Knowledge IS power, and we CAN be taught.
And the last thing you need to do in the healing process?
Keep an open mind, eyes, and heart.
And it’s the hardest thing to do for all of us, especially if we’re so accustomed to being comfortable with where we are and what we believe.
I’ve said this time and time again, but bears repeating:
Change is inevitable, and change is the only constant.
How can we expect to learn, grow, and thrive as human beings if we don’t accept change?
Especially if we focus on the things we gain as opposed to the things we lose?
Look at it this way:
If you decide to stay where you are and not get well, you’re going to lose more than you realize.
Your own way.
You may even lose yourself.
What’s a worse punishment: resisting change and the transformation of the world around you and losing everyone and everything you hold dear?
Or taking a risk in admitting you’re not well and accept change as a guide to your transformation, and gaining the people and opportunities that will serve you well in the long run?
You will lose things to change, yes.
Your old habits.
Your former beliefs and ideologies.
Your “friends” who you thought cared about you.
Your “family” who you thought did what was best for you. Your former self.
Your negative perception and beliefs about the world around you, including people who you may have deemed a threat or too radical for you.
But what you will gain in your journey to wellness can be quite beneficial to your growth and development as an individual.
Including seeing people who are different as human beings who deserve to have the same things you and I have:
A place to live.
A community, or even a tribe to help raise you.
Dreams to dream.
And so much more.
I don’t want to hear anymore excuses from you.
It’s past time we started to get well and heal from the diseases of racism, sexism, xenophobia, favoritism, religious persecution, body image/fatphobia, wealth inequality, and so much more prejudice and discrimination against one another that is driving us apart.

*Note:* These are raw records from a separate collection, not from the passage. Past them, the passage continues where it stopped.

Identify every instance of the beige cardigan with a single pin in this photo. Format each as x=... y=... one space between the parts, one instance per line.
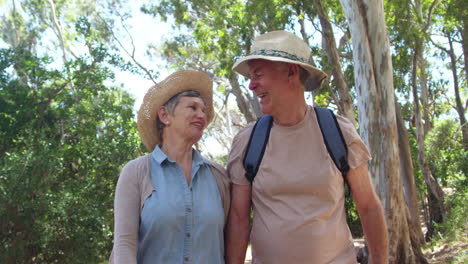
x=133 y=188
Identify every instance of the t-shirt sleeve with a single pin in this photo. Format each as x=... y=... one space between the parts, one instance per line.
x=357 y=150
x=235 y=169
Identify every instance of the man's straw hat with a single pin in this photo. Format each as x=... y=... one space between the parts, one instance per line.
x=160 y=93
x=282 y=46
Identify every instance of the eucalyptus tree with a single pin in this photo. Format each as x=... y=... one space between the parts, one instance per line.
x=64 y=134
x=377 y=120
x=453 y=29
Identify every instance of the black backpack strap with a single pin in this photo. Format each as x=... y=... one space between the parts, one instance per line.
x=333 y=138
x=256 y=146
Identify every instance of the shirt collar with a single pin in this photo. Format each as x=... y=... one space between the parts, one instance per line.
x=159 y=156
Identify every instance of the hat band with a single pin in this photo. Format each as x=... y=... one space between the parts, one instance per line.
x=278 y=53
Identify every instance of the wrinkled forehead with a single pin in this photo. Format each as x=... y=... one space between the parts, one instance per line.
x=188 y=99
x=257 y=65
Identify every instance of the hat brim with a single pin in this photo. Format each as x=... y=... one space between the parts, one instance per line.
x=159 y=94
x=316 y=76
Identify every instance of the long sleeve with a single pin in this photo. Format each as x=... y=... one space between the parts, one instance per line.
x=126 y=214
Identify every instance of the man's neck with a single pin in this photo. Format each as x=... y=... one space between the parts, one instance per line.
x=292 y=114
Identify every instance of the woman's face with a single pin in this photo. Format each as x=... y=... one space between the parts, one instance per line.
x=188 y=119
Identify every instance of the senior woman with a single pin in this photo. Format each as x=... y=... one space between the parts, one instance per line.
x=171 y=204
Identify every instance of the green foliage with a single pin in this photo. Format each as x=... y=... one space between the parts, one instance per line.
x=448 y=159
x=64 y=137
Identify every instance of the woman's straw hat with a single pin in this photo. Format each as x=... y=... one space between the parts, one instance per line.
x=282 y=46
x=160 y=93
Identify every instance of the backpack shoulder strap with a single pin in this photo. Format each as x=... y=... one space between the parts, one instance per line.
x=256 y=146
x=333 y=138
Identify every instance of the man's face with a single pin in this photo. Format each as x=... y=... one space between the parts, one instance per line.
x=267 y=80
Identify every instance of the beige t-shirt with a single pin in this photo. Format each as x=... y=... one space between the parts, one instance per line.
x=298 y=194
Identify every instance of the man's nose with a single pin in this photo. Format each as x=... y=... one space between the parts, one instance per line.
x=252 y=85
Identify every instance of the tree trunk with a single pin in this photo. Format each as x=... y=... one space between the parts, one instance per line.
x=242 y=102
x=459 y=105
x=345 y=103
x=434 y=187
x=406 y=169
x=377 y=121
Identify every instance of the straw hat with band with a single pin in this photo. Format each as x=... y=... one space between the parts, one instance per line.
x=282 y=46
x=159 y=94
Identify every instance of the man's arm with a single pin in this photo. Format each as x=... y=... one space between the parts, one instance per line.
x=238 y=224
x=370 y=212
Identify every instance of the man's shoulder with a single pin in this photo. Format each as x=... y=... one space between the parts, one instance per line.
x=244 y=132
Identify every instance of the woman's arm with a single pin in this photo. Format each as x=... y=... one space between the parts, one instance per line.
x=126 y=215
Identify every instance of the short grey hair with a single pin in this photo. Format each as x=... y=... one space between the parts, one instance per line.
x=171 y=104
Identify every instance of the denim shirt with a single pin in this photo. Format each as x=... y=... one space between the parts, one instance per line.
x=181 y=223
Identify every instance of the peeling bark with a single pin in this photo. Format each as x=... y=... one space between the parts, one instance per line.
x=345 y=104
x=378 y=124
x=242 y=102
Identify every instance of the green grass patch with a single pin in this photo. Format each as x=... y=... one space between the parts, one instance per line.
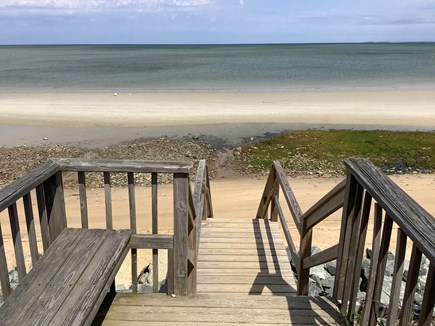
x=315 y=151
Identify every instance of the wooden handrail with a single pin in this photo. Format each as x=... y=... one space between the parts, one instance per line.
x=414 y=220
x=72 y=164
x=46 y=180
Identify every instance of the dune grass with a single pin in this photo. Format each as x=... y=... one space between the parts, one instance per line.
x=315 y=151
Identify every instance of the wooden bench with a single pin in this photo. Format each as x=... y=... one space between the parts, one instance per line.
x=70 y=280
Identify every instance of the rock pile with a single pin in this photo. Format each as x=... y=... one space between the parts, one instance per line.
x=322 y=279
x=16 y=161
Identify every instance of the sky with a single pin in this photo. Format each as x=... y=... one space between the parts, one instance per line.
x=215 y=21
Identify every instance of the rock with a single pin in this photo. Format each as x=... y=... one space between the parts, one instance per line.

It’s not a question of if we get better.
It’s now a question of WHEN.
We can’t wait any longer to get better, or even use fear as an excuse to saying “I’m fine.”
You keep on denying that you are sick and the people who mean the most to you are getting pushed and driven away by your warped view of being okay.
And not only that, you’re missing out on the chance to transform into the human being you were meant to become: one that is understandable, respectful, kind, tolerant, open-minded, patient, and loving.
None of us are meant to stay sick with these illnesses forever, even if they are long-term.
What’s important is that you take the initiative to get well and transform into the incredible individual you were meant to be.
I have faith you can get better, and yes, it will hurt, but I promise you it will be worth it in the long run.
My most recommended prescription for this treatment?
Keep taking a dose of it each day, no matter how big or small.
It will serve you well.
And trust me, you will feel better in the long run.